Back at the bar, Roberts has supported her ideas with a dozen different examples from science, medicine, pharmacology, and genetic surveillance. But by now the biologist has gotten antsy. Freelance writer and neurobiologist Richard Francis, author of Epigenetics: The Ultimate Mystery of Inheritance, is excited to explain how new understandings of a long-known, but until recently poorly understood, phenomenon called epigenetics form part of the story. Although Francis does not specifically address the question of race, he realizes from listening to his drinking mates that what he has to say directly relates to answering the booming voice. Like Morning and Roberts, Francis recounts a bit about the history of genetics, focusing briefly on Morgan, Mendel, and the relationship between genes and phenotypes, as in that fruit fly with a gene for the phenotype of white eyes.

The Morgan-Mendel tradition gave rise to a reductionist approach to genes as causes of traits. Francis, however, emphasizes another tradition, one represented in the work of geneticists Sewall Wright and C. H. Waddington. Both focused on the complex pathways that intervene between genes and traits. Francis echoes these scientists, viewing genes as tools or cellular resources, responding to environmental input. Modern epigenetics is the study of gene modifications induced by local changes in the environment. An epigenetic event is not a mutation, because there is no change in the genetic code. Instead small molecular add-ons to DNA regions that control gene expression can silence a gene or boost its expression. Epigenetic changes aren’t permanent, but they can endure for long periods of time, even across generations.

Consider the fetuses that were gestating in their mothers’ wombs during the famine that swept the Netherlands at the end of World War II. Not surprisingly, the infants born from starving mothers were undersized and not so healthy. Less expected is that members of this same cohort, examined in adulthood, were twice as likely to be obese as those born before or after the famine. They also had an elevated risk for developing schizophrenia and other mental disorders. Epigenetic modification ranks first on the list of possible mechanisms that underpin these second-generation effects. Francis explains the science behind these conclusions with clarity and forthrightness. His path crosses with Roberts, Krieger, Olopade, and others in his argument that genes are responsive elements in the cell. Environmental impingements, especially at critical developmental moments such as pregnancy and childhood, have long-term biological consequences, in some cases yea unto the grandchildren’s generation.
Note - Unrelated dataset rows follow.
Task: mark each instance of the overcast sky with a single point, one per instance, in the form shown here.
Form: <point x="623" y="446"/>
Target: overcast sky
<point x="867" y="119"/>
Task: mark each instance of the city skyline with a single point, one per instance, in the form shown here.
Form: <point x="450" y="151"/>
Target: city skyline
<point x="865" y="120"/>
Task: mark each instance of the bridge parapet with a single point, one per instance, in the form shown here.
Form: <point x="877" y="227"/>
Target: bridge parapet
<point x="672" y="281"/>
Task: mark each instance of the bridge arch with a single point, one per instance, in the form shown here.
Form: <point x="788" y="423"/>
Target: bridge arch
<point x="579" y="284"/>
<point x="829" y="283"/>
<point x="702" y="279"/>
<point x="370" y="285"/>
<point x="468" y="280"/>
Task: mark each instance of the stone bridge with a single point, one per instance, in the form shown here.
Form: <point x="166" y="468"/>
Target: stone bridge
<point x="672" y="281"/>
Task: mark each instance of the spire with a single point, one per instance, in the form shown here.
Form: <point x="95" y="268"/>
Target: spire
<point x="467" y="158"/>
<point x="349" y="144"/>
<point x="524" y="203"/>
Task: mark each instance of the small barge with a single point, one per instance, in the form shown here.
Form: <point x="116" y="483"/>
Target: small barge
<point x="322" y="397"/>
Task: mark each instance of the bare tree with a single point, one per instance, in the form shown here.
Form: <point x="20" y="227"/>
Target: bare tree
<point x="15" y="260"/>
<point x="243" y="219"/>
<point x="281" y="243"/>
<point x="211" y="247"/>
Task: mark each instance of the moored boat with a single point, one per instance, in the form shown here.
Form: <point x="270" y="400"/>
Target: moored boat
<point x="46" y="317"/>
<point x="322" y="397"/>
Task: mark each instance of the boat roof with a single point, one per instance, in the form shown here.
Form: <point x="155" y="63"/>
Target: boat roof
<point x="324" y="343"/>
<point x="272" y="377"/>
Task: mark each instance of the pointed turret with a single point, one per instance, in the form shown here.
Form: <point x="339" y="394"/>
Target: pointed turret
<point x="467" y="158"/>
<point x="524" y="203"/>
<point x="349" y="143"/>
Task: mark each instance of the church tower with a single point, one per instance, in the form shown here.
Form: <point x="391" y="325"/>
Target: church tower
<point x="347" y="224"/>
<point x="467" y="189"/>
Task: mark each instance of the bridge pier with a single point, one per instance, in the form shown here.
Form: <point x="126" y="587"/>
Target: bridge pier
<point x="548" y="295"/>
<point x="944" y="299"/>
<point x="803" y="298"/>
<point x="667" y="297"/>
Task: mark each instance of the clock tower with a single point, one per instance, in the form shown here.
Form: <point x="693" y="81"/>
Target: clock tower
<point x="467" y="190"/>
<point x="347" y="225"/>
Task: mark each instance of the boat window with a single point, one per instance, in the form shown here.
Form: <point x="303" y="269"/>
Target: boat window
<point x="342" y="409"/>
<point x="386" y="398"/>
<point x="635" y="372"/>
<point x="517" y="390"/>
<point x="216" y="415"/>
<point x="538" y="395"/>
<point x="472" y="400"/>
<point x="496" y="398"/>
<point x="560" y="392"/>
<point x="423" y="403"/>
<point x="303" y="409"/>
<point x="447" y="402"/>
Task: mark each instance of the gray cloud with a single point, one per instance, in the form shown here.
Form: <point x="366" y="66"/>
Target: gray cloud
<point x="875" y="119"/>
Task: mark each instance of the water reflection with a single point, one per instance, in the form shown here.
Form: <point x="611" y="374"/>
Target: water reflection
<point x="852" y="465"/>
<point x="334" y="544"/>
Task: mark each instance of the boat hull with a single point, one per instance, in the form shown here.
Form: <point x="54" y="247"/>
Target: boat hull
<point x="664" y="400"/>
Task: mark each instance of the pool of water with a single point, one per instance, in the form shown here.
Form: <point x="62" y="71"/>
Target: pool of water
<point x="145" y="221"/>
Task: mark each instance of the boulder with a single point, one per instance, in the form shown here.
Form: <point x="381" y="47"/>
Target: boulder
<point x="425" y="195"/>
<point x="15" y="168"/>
So what is the meaning of race? Morning and Roberts argue convincingly that race is a socially produced set of categories that has profound and often terrible biological consequences. Without putting words into Francis’s mouth, since he doesn’t discuss race per se, he would, I think, agree that epigenetics provides a well-understood tool that ought to be used more frequently in studies of biological correlates of racial inequality in health. If our goal is not just to understand race, but to improve health, then we don’t need research to find genes that cause essential hypertension as much as we need to address the sources of chronic stress. And let’s get those mammography machines into the inner cities and out into rural America.

Understanding race as a producer of health outcomes, but not a result of genetic programming, doesn’t suggest that we abandon biomedical research as it relates to race, but it does suggest that looking for race-oriented genetic precursors of disease is a fruitless labor. We need a different kind of investigation. Already, the National Institutes of Health devote significant resources to studying the epigenome. But NIH’s illustration of epigenetics emphasizes an exploded segment of DNA, not air pollution or the lack of fresh, high-quality produce in blighted city neighborhoods. And funding for research into the allostatic mechanisms by which, say, blood pressure becomes chronically elevated, is hard to come by.

The question of what exactly race is may be with us for while. But if we are dedicated to delivering social services and doing the right kind of laboratory research, we can, right now, address the comparative ill health of people of color, the poor, and the medically underserved.